FWIW, the search for the holy grail of optical storage was started when CDs held 30x the typical hard drive size. The sheer cavernous storage of 650MB in a 5-20MB hard drive world was so enticing, that it seemed logical that some other removable optical storage would surely keep ahead of hard drives. Backing up 3MB with a box full of $1 floppies was a pain. Backing up a server with a box full of $100 discs just isn't quite as attractive. (For the record, it would take 5 of these to back up my server - though 90% of that is actually a backup of 300 physical DVDs which rest sticky-finger-free in a box in a closet - but the thought of re-ripping all those in a catastrophic failure is not a pleasant one)

properties of holograms (0)

Anonymous Coward | more than 4 years ago | (#27733633)

I haven't RTFA but I do know a bit about holograms. Normal holograms have several properties that could be extremely useful as media devices because of the way they store information. The major one being that every piece of a hologram contains the full hologram. So if you were to make a 10ft by 10ft hologram plate and cut it into pieces of 1 sq in, every one would contain the full image only at lower power. (I don't remember how it scales.) Theoretically, a holographic plate can store a very large number of images related to the degree of incidence of the laser reflection onto the plate. So image another image every 1/2 a degree through about 140 degrees. There are practical limitations with this idea because I've only seen up to 3 images per plate. The plates can also be double exposed at a specific angle, so you can analyze how an image changes due to a condition.

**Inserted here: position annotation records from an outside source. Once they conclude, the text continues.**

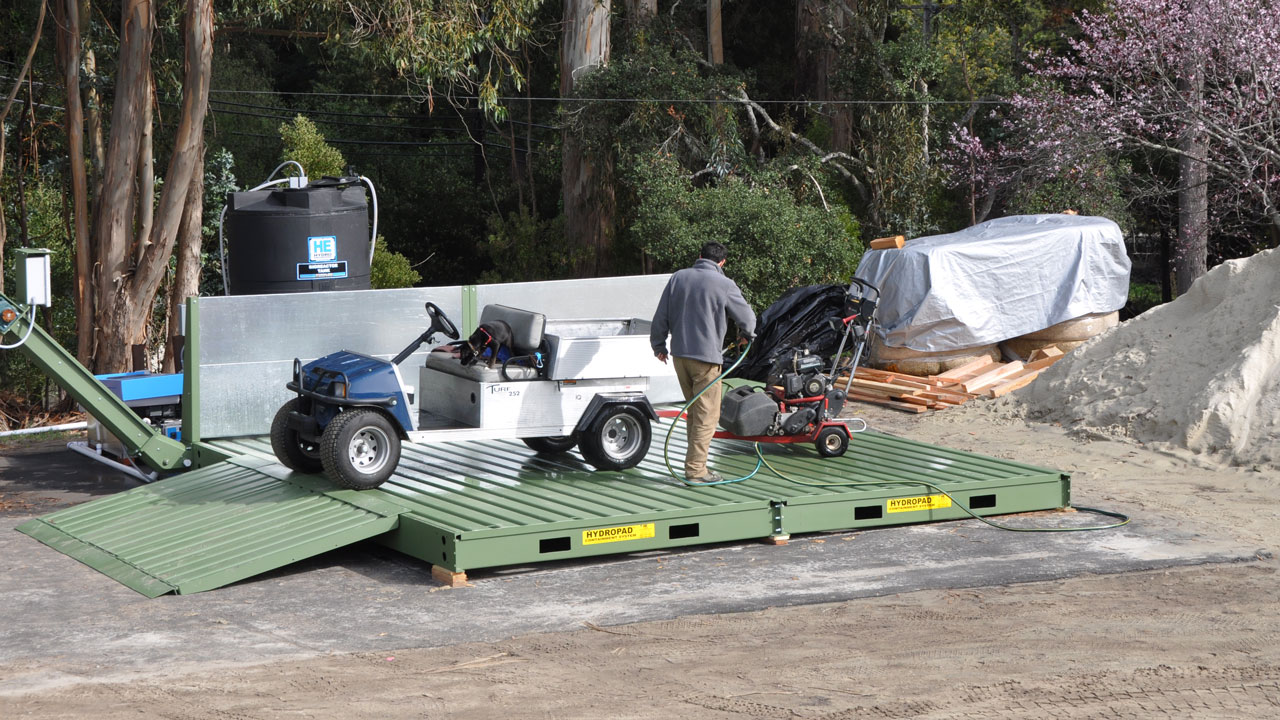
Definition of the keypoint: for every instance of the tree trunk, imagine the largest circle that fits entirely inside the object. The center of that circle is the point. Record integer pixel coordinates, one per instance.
(816, 65)
(1191, 255)
(91, 101)
(4, 113)
(586, 181)
(69, 58)
(186, 279)
(714, 35)
(127, 290)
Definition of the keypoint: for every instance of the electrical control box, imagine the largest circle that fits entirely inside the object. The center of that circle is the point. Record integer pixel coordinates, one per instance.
(35, 286)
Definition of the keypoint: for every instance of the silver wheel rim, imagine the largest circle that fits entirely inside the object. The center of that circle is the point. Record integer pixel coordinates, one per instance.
(369, 450)
(621, 436)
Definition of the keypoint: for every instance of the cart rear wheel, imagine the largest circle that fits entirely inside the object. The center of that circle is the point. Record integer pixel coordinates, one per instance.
(291, 450)
(551, 443)
(360, 449)
(832, 441)
(617, 438)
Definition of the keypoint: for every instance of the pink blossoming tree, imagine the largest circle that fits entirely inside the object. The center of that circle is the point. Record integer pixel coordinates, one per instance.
(1193, 82)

If this new storage contains any of these features, I'd be glad to pay a bit more for it compared to the standard hard drives or DVDs to secure my data. This would be a whole new way to store data and has the potential to store a lot more of it and store it more or less indefinitely.

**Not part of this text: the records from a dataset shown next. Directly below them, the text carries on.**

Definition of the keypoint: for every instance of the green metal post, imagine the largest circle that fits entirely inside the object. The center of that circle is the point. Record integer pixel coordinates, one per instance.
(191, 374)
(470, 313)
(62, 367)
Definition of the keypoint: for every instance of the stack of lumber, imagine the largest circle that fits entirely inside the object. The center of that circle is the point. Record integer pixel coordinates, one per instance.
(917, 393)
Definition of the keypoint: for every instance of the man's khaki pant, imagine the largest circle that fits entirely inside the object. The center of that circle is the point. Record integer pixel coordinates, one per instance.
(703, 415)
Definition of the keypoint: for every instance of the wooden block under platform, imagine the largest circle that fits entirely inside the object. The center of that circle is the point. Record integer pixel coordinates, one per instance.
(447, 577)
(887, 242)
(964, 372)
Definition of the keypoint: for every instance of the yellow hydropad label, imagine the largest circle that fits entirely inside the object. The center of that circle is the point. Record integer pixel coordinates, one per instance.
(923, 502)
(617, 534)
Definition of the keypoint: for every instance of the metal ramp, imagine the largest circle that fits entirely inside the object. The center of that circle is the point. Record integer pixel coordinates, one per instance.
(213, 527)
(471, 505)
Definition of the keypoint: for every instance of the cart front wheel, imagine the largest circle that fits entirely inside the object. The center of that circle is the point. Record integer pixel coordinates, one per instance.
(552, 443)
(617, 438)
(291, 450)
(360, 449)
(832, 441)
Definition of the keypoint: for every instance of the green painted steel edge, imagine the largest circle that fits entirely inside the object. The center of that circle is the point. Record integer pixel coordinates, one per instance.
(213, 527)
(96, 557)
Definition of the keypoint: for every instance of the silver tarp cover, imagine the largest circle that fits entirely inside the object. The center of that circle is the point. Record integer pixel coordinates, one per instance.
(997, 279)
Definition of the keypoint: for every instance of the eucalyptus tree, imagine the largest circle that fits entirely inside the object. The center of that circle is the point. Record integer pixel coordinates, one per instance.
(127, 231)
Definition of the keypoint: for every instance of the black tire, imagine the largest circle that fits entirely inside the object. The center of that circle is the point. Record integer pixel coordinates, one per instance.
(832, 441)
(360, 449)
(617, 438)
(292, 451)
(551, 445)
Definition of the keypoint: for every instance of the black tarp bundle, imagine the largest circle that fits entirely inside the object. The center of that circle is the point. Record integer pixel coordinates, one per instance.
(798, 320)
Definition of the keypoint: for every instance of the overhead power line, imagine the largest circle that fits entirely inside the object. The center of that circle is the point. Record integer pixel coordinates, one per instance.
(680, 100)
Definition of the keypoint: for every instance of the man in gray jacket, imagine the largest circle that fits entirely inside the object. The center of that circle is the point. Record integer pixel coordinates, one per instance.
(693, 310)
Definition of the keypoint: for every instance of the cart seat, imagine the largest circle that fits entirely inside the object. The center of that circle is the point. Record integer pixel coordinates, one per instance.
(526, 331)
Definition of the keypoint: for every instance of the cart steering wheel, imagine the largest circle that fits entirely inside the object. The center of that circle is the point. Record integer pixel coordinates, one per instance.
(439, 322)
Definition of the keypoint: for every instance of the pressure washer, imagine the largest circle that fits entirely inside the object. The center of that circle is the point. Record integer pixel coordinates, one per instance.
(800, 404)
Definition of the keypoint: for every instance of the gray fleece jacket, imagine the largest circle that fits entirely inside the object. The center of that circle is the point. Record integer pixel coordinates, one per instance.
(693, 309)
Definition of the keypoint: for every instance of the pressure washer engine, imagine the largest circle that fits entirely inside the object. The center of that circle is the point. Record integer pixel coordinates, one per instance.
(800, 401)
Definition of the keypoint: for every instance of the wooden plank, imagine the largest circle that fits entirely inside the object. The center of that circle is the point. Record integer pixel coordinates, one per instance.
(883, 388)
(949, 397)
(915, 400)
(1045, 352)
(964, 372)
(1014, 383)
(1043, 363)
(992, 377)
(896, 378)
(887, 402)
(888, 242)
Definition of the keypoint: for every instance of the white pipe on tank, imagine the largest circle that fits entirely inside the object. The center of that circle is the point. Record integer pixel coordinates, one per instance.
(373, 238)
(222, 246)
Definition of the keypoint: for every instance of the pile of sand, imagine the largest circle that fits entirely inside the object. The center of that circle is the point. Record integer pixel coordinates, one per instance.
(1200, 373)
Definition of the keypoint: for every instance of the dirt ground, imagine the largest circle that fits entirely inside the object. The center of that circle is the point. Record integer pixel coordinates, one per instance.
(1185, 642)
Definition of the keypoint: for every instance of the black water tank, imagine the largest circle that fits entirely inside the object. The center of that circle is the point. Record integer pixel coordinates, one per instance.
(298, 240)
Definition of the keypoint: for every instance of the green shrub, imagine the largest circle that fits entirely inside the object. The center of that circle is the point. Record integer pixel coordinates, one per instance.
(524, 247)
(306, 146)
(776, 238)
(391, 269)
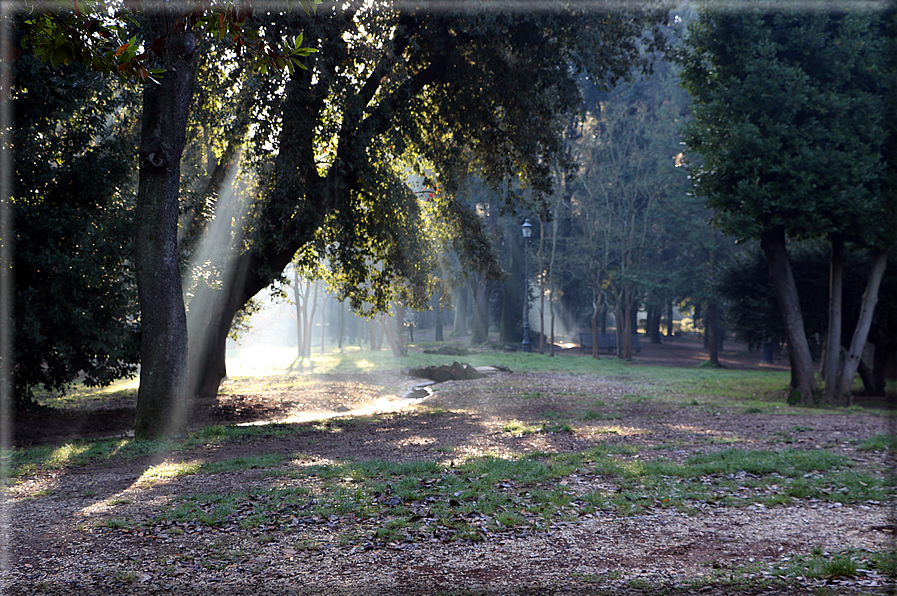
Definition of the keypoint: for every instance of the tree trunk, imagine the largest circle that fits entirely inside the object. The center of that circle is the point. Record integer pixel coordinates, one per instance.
(625, 328)
(833, 340)
(342, 323)
(324, 299)
(652, 324)
(437, 334)
(479, 331)
(394, 335)
(300, 315)
(162, 396)
(462, 310)
(670, 319)
(596, 309)
(803, 380)
(861, 332)
(511, 324)
(713, 333)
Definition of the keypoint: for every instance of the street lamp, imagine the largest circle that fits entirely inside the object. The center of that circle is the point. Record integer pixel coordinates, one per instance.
(527, 232)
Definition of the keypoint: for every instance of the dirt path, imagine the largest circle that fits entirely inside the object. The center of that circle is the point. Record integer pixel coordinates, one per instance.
(62, 541)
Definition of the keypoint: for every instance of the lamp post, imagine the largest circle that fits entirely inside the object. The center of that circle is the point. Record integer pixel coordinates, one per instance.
(527, 232)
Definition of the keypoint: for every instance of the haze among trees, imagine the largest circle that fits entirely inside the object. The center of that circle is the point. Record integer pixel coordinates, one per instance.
(400, 149)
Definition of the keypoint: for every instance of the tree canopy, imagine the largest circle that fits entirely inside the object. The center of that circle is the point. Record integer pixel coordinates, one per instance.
(789, 121)
(76, 315)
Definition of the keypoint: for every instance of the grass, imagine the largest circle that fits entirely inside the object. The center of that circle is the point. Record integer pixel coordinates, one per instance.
(470, 499)
(389, 502)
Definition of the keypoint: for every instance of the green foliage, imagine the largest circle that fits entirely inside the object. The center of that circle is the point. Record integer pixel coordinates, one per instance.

Media Lifetime is important too! (4, Informative)

stardude82 (1030976) | more than 4 years ago | (#27733643)

If you look at all the projected lifetimes of Fe-LiNiO3 devices, which I guess is they system they are talking about in their glorified press releases, they are supposed to be around 100 years at operating temperatures! Compare that to the 30 some years of DVD-R media!

Though it still isn't as good as some chalcogenide based phase change materials which are predicted to last for 100's of years, it is important step in keeping our data around.

Specs? (0)

Anonymous Coward | more than 4 years ago | (#27733747)

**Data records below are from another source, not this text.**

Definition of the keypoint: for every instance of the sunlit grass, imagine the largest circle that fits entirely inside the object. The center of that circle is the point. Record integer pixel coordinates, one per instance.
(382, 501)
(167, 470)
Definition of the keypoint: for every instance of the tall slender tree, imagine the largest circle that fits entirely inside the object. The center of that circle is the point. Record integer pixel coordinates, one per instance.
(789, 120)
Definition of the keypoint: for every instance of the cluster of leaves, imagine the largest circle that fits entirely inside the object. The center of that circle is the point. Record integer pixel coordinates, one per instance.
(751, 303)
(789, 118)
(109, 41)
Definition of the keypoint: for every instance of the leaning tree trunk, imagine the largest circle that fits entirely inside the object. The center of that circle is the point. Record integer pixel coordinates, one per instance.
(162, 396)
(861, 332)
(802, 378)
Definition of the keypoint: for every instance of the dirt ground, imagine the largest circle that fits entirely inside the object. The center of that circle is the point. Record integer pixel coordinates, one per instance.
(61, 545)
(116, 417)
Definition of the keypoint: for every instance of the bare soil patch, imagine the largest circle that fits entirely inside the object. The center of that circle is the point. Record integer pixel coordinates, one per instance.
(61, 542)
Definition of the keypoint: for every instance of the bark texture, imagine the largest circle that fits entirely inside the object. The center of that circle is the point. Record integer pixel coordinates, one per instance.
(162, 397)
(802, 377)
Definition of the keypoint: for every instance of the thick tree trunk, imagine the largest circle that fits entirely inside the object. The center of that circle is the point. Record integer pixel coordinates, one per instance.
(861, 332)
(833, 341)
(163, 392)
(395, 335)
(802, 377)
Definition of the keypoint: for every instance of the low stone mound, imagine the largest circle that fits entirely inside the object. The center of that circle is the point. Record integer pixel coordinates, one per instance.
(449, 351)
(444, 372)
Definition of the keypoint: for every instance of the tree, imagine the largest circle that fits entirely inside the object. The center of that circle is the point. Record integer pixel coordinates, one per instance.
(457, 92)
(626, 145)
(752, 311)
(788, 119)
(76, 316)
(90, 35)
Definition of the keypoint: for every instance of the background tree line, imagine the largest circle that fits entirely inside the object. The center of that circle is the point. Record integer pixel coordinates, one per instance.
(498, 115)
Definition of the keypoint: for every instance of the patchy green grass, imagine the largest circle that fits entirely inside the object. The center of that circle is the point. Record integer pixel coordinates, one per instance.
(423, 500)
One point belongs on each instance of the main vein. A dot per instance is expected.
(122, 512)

Any idea on the drive specs? Throughput, read/write latency, durability ?

Preloaded with porn? (1)

toejam13 (958243) | more than 4 years ago | (#27733755)

Many technological inventions have had their adoption assisted when the porn industry started making use of it. Perhaps GE will quietly partner with an adult entertainment company, who in turn, will release these discs preloaded with hours and hours of 1080p video. Mmmm... holographic boobies.

Re:Preloaded with porn? (1)

BitZtream (692029) | more than 4 years ago | (#27733801)

No one preloads with porn.

Virii on the other hand seems to be a common preloaded data set now days :/

But will the Entertainment Industry use it? (3, Interesting)

serutan (259622) | more than 4 years ago | (#27733865)

CDs can store more than an hour of uncompressed audio, yet here we are 20 years after music CDs hit the market and they still contain the same 35-40 minutes of music as vinyl records.

The movie industry's way of coping with DVDs that can store far more than one movie has been to put one movie on a DVD, and load up the extra space with previews, outtakes, commentary, and all kinds of other crap that's not a movie.

How will the movie industry handle a DVD that can store 100 movies? Maybe by grouping them, for example the Star Trek series or films by the same director or main actor. But based on history I'm guessing won't put more than 5 or 6 movies on a disc plus hours and hours of "bonus" material.

Disks only; no drive (1)

noidentity (188756) | more than 4 years ago | (#27733881)

500GB disks that will cost 10 cents a GB to produce at launch. GE will first focus on selling the technology to commercial markets like movie studios

While they're launching the disks, there is unfortunately no drive to read them yet. The movie studios have no problem with that, though; they actually see this as a strong positive.